CSE 574 Project

Active Learning in Wikipedia

Aniruddh Nath

The goal of this project is to extend the KYLIN system's infobox generator by allowing it to ask questions to human users. It could be useful to get human feedback on low-confidence training examples. This would improve the accuracy of the sentence classifier and CRF extractor.
The other possibility is to have humans directly specify attributes. This information could also be incorporated into the training data, improving future extractions.
The central question is the choice of which queries to give which user. There are many factors that should affect this decision, probably including:
  • The confidence in the prior belief.
  • The 'usefulness' of the piece of data.
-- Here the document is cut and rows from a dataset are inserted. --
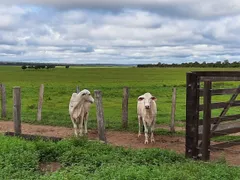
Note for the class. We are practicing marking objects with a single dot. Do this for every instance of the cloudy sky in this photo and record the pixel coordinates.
(119, 31)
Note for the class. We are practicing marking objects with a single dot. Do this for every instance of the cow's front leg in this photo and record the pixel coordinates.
(85, 123)
(139, 126)
(145, 131)
(75, 127)
(81, 126)
(152, 130)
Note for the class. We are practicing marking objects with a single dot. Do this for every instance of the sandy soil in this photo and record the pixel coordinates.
(126, 139)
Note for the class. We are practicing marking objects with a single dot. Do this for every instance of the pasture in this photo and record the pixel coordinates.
(81, 159)
(60, 83)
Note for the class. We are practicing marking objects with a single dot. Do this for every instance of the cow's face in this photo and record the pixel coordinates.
(147, 98)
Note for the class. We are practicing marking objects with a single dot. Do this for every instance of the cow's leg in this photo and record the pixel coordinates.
(81, 126)
(145, 131)
(74, 127)
(152, 130)
(85, 123)
(139, 125)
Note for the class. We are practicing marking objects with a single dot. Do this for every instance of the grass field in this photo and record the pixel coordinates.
(60, 83)
(80, 159)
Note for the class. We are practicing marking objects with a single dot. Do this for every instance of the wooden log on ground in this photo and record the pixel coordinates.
(34, 137)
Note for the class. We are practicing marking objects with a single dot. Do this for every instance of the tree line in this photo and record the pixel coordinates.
(40, 66)
(219, 64)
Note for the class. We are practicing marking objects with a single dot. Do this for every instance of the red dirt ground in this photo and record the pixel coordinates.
(125, 139)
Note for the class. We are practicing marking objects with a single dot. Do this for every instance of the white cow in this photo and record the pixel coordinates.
(147, 112)
(79, 110)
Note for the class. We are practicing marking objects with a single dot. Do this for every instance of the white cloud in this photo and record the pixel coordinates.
(33, 33)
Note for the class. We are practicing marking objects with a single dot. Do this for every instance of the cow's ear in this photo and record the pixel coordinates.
(154, 98)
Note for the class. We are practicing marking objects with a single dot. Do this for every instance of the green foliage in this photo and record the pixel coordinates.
(82, 159)
(17, 159)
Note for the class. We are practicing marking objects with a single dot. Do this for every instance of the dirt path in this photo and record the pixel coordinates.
(125, 139)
For instance, common textbox items in popular pages are likely to be useful.
  • The edit history of the user.

Tentative Schedule

Milestone 1 (Feb 13)
The first thing to try is a simple heuristic approach to question selection. This system will probably pick questions independently, and assume that the answer to one query will not affect the utility of other queries. I'll try to fit this into the KYLIN system, and see how well this approach does.
Milestone 2 (Feb 27)
Depending on how well milestone 1 performs, it might be worth trying some more elaborate approach to question selection. For example, a decision-theoretic extension to the Alchemy system might be able to handle dependencies between queries better than the heuristic approach.
If, on the other hand, the heuristic approach seems to be sufficient, I could make the utility function consider more factors and see how they affect performance.

Evaluation

The KYLIN experiments will provide a starting point for the system's evaluation. It would be interesting to see how precision and recall change after a certain number of user queries.
The change in the utility value is also probably worth looking at, but that doesn't really tell us whether we chose a good utility function.